W Cieszynie kasztanowców białych nie brakuje, wszak były to ulubione drzewa Austriaków, którzy sadzili je tutaj w dużych ilościach. – Kasztanowce lubimy również, więc sadzimy je ciągle, ale sięgamy po inne gatunki, czerwone i żółte, które są bardziej odporne i słabiej ulegają porażeniu – mówi Aleksander Dorda, naczelnik Wydziału Ochrony Środowiska i Rolnictwa w Urzędzie Miejskim w Cieszynie.

A jak radzą sobie z problemem nasi sąsiedzi zza Olzy? Okazuje się, że wybrali metodę zastrzyków. W ciągu ostatnich trzech lat terapii zostało poddanych ponad 100 drzew w alejach parkowych i parkach. Efekt jest zadowalający. Kasztanowce, które wcześniej w lecie były już łyse, obecnie do późnej jesieni cieszą oko liśćmi, a dzieciom dają duży plon kasztanów. – Koszty zabiegów nie są małe. Objęliśmy nimi bardzo stare aleje, co do których mieszkańcy mają duży sentyment i uwielbiają nimi spacerować. Próbujemy więc je ratować na tyle, na ile się da. Nasze miasto było pierwszym w Republice Czeskiej, które zdecydowało się na tego typu krok, by przedłużyć życie starym drzewom – informuje Dorota Havlíková, rzeczniczka prasowa Urzędu Miasta w Czeskim Cieszynie.

Kasztanowce to drzewa o dużej wartości estetycznej i ekologicznej. O ich przetrwanie warto powalczyć, ponieważ, jak się okazuje, zarówno same rośliny, jak i ich owoce posiadają właściwości zdrowotne i są szeroko wykorzystywane w medycynie naturalnej. Bioenergoterapeuci zalecają przytulanie się do pnia kasztanowca, co ma uspokajać, łagodzić strach, a nawet… leczyć złamane serca. Wyciągi z różnych części kasztanowców są ponadto dostępne w aptekach i sklepach zielarskich.
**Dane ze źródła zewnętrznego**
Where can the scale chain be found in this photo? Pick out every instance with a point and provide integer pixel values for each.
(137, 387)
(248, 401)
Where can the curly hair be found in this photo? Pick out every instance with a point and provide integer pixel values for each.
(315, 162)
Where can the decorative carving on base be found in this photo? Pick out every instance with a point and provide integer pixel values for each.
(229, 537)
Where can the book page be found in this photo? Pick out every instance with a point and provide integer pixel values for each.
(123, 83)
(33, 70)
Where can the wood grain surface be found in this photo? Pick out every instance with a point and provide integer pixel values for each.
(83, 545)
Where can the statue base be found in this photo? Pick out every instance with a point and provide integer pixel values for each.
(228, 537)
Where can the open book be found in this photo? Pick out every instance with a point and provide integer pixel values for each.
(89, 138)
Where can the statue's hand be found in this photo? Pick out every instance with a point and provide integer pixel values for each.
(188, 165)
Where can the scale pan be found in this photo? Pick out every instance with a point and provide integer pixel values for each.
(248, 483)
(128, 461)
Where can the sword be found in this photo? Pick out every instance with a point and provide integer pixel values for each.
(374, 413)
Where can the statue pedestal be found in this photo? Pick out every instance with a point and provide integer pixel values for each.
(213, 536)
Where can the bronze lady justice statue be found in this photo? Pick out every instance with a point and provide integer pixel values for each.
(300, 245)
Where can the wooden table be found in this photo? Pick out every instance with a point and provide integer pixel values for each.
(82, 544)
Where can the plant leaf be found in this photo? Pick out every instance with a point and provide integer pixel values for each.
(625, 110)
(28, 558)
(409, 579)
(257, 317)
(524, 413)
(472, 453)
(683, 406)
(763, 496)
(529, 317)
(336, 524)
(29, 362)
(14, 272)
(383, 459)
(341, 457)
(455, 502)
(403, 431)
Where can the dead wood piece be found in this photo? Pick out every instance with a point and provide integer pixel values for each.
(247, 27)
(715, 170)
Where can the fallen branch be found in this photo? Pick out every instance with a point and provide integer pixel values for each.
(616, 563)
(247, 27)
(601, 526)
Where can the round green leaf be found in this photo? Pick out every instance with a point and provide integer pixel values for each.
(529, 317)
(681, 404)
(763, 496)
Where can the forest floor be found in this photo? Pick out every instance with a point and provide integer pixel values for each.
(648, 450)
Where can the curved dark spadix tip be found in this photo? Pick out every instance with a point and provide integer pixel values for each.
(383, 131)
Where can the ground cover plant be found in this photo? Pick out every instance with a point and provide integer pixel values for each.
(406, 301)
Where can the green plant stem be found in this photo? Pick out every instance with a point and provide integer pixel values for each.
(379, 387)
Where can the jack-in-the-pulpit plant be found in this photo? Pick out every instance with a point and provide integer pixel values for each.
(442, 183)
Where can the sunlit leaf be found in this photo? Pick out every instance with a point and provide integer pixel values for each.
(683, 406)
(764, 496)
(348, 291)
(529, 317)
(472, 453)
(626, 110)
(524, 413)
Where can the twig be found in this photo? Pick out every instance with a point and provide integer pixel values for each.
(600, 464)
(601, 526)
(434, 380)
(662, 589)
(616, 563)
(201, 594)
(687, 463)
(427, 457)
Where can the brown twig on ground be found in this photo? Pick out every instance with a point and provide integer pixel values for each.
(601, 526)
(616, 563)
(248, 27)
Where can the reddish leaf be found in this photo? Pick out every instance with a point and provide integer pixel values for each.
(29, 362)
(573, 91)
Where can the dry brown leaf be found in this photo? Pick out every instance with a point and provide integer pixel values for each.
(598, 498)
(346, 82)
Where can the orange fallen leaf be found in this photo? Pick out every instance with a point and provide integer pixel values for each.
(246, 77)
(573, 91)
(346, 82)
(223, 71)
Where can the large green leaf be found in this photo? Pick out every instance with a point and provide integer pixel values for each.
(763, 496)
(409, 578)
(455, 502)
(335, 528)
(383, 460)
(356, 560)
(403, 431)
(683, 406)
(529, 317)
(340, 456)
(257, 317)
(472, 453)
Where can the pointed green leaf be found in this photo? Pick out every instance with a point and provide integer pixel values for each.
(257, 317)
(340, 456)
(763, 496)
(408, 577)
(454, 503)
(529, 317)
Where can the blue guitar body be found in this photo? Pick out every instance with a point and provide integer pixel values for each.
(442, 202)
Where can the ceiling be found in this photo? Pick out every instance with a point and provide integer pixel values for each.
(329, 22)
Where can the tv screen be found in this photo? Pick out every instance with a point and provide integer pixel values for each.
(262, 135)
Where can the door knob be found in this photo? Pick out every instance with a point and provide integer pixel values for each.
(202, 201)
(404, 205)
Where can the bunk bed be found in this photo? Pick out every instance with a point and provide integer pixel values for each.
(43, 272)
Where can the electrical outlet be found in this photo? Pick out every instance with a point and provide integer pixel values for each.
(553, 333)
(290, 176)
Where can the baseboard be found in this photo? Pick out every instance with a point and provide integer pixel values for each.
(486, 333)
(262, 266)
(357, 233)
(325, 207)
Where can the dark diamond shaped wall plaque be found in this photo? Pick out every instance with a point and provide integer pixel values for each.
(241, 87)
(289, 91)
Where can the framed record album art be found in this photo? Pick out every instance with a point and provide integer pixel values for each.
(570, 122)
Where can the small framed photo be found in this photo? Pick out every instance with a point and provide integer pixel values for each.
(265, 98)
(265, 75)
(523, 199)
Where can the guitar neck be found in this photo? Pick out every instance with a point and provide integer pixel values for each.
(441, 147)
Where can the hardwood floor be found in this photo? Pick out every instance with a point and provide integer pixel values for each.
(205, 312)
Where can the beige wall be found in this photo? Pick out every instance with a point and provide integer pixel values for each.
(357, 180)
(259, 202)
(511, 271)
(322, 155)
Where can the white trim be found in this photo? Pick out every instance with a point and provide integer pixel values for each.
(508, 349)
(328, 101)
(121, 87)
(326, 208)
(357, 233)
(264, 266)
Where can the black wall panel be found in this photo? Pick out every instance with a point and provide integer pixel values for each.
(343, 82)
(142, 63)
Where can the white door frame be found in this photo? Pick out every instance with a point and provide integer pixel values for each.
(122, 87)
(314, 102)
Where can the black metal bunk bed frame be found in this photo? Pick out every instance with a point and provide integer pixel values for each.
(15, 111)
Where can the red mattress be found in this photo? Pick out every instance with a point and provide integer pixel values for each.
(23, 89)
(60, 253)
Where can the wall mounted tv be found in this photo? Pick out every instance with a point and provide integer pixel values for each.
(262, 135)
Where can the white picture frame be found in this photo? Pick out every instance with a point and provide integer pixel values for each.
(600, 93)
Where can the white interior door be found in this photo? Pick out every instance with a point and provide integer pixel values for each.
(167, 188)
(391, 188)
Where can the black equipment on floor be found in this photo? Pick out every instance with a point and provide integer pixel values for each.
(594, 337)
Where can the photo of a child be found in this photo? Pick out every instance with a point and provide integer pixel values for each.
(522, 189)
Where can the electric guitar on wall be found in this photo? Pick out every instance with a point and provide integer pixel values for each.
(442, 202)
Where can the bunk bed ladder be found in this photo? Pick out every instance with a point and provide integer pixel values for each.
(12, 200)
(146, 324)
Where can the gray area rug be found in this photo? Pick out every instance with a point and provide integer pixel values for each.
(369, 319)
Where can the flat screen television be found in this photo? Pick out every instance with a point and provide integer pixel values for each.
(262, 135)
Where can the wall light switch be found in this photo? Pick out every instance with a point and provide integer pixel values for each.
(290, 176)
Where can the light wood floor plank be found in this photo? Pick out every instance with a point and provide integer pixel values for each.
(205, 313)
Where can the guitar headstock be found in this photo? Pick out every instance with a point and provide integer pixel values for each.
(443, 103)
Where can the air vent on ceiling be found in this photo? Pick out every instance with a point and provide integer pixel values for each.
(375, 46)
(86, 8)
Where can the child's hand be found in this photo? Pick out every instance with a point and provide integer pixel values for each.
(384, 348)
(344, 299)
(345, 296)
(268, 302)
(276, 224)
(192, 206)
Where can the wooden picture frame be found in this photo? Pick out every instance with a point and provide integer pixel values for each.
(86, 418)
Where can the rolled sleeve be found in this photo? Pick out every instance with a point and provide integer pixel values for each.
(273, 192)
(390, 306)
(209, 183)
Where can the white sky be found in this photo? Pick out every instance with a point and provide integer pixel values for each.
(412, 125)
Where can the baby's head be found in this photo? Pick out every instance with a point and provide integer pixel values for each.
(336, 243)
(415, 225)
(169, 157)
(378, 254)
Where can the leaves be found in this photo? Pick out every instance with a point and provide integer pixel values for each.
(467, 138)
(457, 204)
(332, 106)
Preparaty na ich bazie wchodzą również w skład niektórych kremów i balsamów przeznaczonych dla tzw. skór problematycznych. Kiedyś wierzono, że kasztany mają właściwości magiczne, dodają siły, wytrwałości i energii do działania. Medycyna ludowa zalecała noszenie ich przy sobie, a nawet wkładanie pod poduszkę czy do pościeli. Z kasztanami powinny się zaprzyjaźnić głównie osoby cierpiące na bóle reumatyczne i mające problemy z pękającymi naczynkami. Według niektórych źródeł kasztany mają także właściwości regulujące ciśnienie krwi i łagodzące dolegliwości kobiet w okresie klimakterium. Trzeba jednak wiedzieć, że w dużej ilości mogą zaszkodzić i nasilić dolegliwości.